We move on to the game Cyberpunk 2077, when the DLSS technology is not activated, the light is emitted from the headlights of the car inaccurately, as it surrounds it on both sides, as a result of the “Denoiser” tool bringing light effects from previous frames without caring about the unrealistic light. But when the DLSS 3.5 technology is activated, the light looks very realistic, as it comes from the front of the car and reflects off the buildings around it. The same goes for all of the stunning reflections within Night City, which are further enhanced by DLSS 3.5 technology, sharper and more realistic.
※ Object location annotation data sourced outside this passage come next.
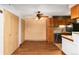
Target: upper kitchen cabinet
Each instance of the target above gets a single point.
(61, 20)
(75, 12)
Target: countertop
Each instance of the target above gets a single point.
(68, 37)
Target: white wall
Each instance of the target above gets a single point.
(14, 11)
(35, 30)
(1, 34)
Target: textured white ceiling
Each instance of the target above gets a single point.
(47, 9)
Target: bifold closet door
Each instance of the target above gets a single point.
(10, 32)
(22, 30)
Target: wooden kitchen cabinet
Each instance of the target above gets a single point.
(49, 30)
(61, 20)
(75, 12)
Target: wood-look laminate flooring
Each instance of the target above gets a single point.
(37, 48)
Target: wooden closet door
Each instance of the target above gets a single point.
(22, 30)
(10, 32)
(49, 31)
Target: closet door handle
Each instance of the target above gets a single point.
(10, 34)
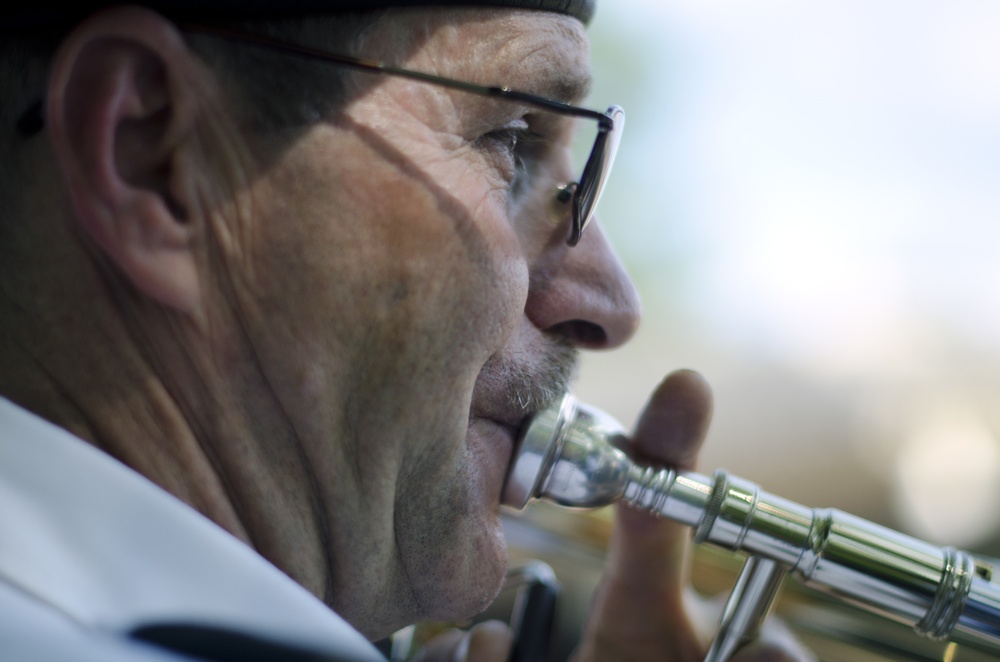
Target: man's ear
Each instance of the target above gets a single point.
(121, 103)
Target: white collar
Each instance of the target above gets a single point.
(111, 550)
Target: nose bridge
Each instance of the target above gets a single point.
(584, 293)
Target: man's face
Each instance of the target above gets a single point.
(385, 267)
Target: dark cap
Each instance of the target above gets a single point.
(36, 13)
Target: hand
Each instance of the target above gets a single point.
(643, 609)
(489, 641)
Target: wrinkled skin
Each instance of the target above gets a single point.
(326, 344)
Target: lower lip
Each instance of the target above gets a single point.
(497, 446)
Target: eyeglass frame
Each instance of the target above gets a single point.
(584, 193)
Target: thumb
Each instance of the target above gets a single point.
(639, 610)
(489, 641)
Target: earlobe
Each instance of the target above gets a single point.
(119, 114)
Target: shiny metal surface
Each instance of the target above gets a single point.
(572, 455)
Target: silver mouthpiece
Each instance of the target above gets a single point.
(573, 454)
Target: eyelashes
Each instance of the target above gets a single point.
(515, 151)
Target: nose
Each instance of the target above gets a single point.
(583, 293)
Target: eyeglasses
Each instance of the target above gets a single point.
(583, 194)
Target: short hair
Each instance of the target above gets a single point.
(268, 90)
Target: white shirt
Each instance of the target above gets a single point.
(90, 550)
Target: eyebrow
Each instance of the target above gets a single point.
(570, 87)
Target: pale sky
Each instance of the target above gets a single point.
(809, 192)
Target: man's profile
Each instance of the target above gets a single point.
(271, 315)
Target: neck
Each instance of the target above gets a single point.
(163, 409)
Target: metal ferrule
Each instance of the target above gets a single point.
(941, 592)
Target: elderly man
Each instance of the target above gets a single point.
(271, 314)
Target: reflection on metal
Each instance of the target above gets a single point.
(572, 455)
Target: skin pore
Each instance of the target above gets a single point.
(328, 350)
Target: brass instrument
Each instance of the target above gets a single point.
(572, 455)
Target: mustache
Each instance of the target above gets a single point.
(532, 388)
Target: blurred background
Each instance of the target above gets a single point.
(807, 196)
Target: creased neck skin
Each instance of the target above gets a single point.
(170, 395)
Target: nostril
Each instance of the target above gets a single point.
(583, 334)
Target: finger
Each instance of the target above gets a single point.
(674, 423)
(489, 641)
(639, 611)
(648, 551)
(442, 647)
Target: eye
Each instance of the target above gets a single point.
(509, 150)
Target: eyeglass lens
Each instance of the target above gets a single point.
(595, 173)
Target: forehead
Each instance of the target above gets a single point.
(531, 51)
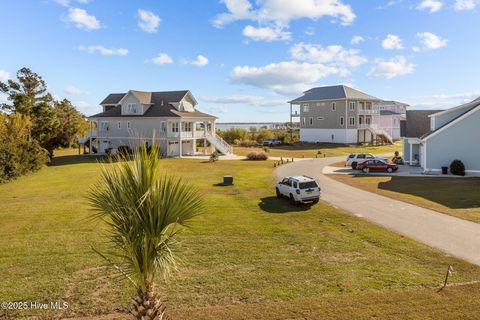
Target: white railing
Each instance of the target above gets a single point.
(373, 128)
(220, 144)
(368, 111)
(187, 134)
(199, 134)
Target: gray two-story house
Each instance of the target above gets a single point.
(135, 117)
(338, 114)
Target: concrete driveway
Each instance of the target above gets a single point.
(452, 235)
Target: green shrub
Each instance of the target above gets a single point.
(457, 168)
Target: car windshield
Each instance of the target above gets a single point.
(308, 185)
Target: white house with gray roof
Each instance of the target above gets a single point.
(340, 114)
(434, 138)
(137, 116)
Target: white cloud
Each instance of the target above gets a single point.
(310, 31)
(431, 5)
(288, 77)
(104, 51)
(462, 5)
(242, 99)
(334, 55)
(82, 19)
(391, 68)
(431, 41)
(66, 3)
(72, 90)
(357, 40)
(392, 42)
(4, 75)
(266, 33)
(148, 21)
(162, 58)
(201, 61)
(279, 13)
(214, 109)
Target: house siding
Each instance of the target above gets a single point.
(460, 141)
(443, 119)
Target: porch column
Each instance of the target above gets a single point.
(411, 153)
(205, 137)
(90, 137)
(180, 138)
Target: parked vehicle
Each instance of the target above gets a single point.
(377, 165)
(298, 189)
(272, 142)
(355, 158)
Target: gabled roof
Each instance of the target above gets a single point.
(468, 107)
(161, 104)
(338, 92)
(418, 123)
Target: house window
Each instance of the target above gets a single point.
(132, 108)
(163, 126)
(104, 126)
It is not possible to enjoy a smooth gaming experience for the game Cyberpunk 2077 in Overdrive mode, which offers “Ray Tracing” fully, except by activating the DLSS technologies supported by artificial intelligence, even if the computer is with an RTX 4090 card! While DLSS 2.0 processes images with lower quality and then upscales them with artificial intelligence, which greatly increases the frame rate, DLSS 3.0 supports frame generation, while DLSS 3.5 improves ray tracing effects by reconstructing ray Reconstruction”, and adding all these technologies increases the frame rate by five times at 4K settings compared to when DLSS is not enabled!
The impact of DLSS 3.5 technology is not limited to games only, but creative applications have a lot of luck with it, as these applications include a wide range of content that is difficult for “Denoisers” to deal with, since it requires “Hand-tuning” for each scene, which is What makes the quality of the content below par. Thanks to the neural network, DLSS 3.5 technology is able to identify a wide range of scenes to create high quality images. Among the creative applications expected to support DLSS 3.5 this year is D5 Render, and the impact of the technology is clear below.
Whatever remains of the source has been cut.